I know its a weird request. No, not a gone in 60 seconds thing going on here. I just picked up my basket case 71 Lemans, and the P.O. can not find any keys. The ignition cylinder has been replaced, so no chance of using PHS docs and dealer to get a key either. I just want to know if this engine is any good before I sink any money into this thing. How do I start this thing with no keys? Is the switch down on the bottom of column or do I need to drill out the cylinder. P.O. told me they were starting it somehow without keys, but she got the car after her father passed and doesnt know how, and im not familiar with GM at all. Anybody PM me some help? Thanks!


----------



## 646904GTO (Feb 10, 2008)

Give 12 volts to the big red wire that goes to the distributer for ignition source. Find the Purple wire that goes down to the starter. Apply 12 volts to it to crank the engine. Good luck


----------



## 05GTO (Oct 6, 2004)

646904GTO said:


> Give 12 volts to the big red wire that goes to the distributer for ignition source. Find the Purple wire that goes down to the starter. Apply 12 volts to it to crank the engine. Good luck


:agree

Or short the positive feed on the starter to the "R" terminal on the starter solenoid, then apply a momentary 12 volts to the terminal marked "S" on the solenoid.


----------



## 71LemansT37 (Nov 11, 2009)

Thanks for the help. So that goes through the resistor and wont fry the points?


----------



## 05GTO (Oct 6, 2004)

71LemansT37 said:


> Thanks for the help. So that goes through the resistor and wont fry the points?

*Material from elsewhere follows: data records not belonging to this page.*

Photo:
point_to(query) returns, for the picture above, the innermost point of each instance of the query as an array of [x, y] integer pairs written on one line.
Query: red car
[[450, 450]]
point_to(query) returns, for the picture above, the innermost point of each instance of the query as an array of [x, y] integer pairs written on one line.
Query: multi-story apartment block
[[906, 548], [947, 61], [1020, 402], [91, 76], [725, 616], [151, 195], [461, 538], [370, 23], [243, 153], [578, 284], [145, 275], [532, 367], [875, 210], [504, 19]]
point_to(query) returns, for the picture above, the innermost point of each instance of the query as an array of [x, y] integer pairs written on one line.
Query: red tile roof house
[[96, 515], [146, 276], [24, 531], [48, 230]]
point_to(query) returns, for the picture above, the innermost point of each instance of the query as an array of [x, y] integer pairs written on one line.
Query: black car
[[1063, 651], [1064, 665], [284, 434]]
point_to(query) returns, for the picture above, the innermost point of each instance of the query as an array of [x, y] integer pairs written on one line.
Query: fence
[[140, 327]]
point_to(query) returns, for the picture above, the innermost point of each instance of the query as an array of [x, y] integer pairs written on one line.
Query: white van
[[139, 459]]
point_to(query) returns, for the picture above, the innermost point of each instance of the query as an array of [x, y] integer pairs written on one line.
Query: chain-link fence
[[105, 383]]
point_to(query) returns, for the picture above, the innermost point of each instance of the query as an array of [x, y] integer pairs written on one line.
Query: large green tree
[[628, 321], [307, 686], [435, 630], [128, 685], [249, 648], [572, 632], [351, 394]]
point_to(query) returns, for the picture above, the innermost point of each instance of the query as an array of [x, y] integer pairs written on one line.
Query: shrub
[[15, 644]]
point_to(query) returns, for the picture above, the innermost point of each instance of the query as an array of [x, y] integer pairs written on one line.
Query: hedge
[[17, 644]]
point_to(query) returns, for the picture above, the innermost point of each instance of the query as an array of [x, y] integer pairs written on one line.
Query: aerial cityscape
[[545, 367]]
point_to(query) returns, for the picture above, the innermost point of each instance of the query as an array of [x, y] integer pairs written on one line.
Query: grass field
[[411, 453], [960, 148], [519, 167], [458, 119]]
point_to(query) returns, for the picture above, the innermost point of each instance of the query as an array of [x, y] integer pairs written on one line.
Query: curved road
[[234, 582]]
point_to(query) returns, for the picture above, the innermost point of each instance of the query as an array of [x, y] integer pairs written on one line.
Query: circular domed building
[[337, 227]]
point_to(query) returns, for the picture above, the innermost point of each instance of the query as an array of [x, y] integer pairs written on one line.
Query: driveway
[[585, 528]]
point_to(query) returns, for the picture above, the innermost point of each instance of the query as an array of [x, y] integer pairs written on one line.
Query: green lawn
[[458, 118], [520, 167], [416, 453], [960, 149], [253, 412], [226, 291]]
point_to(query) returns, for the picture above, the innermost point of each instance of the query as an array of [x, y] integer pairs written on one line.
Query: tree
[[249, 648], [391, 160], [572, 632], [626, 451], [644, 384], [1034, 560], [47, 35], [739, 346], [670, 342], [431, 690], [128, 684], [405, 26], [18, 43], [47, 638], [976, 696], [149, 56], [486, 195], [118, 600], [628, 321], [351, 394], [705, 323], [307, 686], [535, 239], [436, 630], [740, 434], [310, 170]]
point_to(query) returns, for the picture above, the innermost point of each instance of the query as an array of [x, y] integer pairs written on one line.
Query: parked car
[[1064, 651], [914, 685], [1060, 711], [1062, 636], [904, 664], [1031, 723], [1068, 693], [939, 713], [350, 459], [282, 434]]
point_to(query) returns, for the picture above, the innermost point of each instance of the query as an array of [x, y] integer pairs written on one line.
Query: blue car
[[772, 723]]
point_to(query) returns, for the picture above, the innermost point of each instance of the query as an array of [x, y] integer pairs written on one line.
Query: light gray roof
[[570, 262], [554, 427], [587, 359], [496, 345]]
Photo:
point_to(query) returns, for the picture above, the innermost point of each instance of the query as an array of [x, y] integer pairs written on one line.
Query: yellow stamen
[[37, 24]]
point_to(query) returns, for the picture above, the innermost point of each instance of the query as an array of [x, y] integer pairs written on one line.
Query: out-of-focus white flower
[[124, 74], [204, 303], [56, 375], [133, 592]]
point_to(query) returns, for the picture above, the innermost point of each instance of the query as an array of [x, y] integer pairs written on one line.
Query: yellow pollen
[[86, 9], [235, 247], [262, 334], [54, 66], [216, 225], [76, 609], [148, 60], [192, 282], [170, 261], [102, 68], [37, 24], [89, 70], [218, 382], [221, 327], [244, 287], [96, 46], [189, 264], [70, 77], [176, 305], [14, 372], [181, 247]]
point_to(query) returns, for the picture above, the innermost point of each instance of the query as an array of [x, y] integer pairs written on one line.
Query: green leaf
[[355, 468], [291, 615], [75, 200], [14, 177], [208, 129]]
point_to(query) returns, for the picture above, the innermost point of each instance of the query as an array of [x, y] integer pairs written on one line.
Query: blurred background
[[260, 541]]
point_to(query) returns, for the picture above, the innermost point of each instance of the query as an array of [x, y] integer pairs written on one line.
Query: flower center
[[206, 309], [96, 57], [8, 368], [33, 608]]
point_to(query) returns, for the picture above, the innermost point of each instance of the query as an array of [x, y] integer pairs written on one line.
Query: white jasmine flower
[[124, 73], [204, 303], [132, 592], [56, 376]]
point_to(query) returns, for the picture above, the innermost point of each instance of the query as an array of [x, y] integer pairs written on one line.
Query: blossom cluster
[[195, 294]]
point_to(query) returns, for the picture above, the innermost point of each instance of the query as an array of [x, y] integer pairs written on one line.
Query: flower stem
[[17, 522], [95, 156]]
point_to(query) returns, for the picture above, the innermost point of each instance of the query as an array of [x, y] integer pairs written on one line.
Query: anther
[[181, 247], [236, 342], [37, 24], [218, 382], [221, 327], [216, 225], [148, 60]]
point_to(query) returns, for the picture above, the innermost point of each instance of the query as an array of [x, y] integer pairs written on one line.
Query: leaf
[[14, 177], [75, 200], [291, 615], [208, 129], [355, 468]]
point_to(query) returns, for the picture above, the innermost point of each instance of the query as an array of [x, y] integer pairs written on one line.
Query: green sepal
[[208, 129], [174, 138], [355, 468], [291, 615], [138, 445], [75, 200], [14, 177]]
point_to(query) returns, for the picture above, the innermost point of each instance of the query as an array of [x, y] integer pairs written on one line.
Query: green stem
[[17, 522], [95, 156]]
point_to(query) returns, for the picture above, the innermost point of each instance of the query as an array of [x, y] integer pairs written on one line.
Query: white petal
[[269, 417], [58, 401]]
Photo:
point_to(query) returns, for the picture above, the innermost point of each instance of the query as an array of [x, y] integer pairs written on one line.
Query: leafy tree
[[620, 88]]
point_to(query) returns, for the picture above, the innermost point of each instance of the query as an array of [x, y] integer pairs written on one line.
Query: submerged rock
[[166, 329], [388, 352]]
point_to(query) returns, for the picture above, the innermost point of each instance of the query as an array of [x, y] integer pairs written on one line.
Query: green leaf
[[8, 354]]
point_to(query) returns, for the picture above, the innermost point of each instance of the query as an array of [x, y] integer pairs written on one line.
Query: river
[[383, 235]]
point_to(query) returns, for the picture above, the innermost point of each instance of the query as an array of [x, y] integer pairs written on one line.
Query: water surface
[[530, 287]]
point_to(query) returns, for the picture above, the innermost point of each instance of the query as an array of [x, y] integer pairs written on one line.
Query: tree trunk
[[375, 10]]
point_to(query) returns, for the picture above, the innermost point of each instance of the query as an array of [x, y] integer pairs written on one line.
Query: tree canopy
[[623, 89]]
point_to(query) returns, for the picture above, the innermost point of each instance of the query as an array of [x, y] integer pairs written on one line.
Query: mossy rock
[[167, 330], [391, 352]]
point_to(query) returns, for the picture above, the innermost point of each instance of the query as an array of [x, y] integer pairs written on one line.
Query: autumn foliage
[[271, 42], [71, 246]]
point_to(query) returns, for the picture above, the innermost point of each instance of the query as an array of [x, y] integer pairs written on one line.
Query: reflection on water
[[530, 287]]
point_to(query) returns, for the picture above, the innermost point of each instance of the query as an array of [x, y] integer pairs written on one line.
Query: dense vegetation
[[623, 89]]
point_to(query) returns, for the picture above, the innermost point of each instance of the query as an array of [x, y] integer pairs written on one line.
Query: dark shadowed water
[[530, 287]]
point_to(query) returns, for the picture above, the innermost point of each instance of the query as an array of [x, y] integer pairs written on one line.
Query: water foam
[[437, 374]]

No, the ballast wire comes from the switch circuit, the car initially starts with the full voltage going to the coil from the "R" connection on the solenoid and drops out after the car starts. If you get the car running you will have to remove that jumper to turn the car off.


----------



## Too Many Projects (Nov 15, 2008)

Remove the 2 screws from the start switch at the bottom of the column and use a nail/punch etc to slide the switch forward like the rod from the key does. It may already be loose from the PO doing it that way.


----------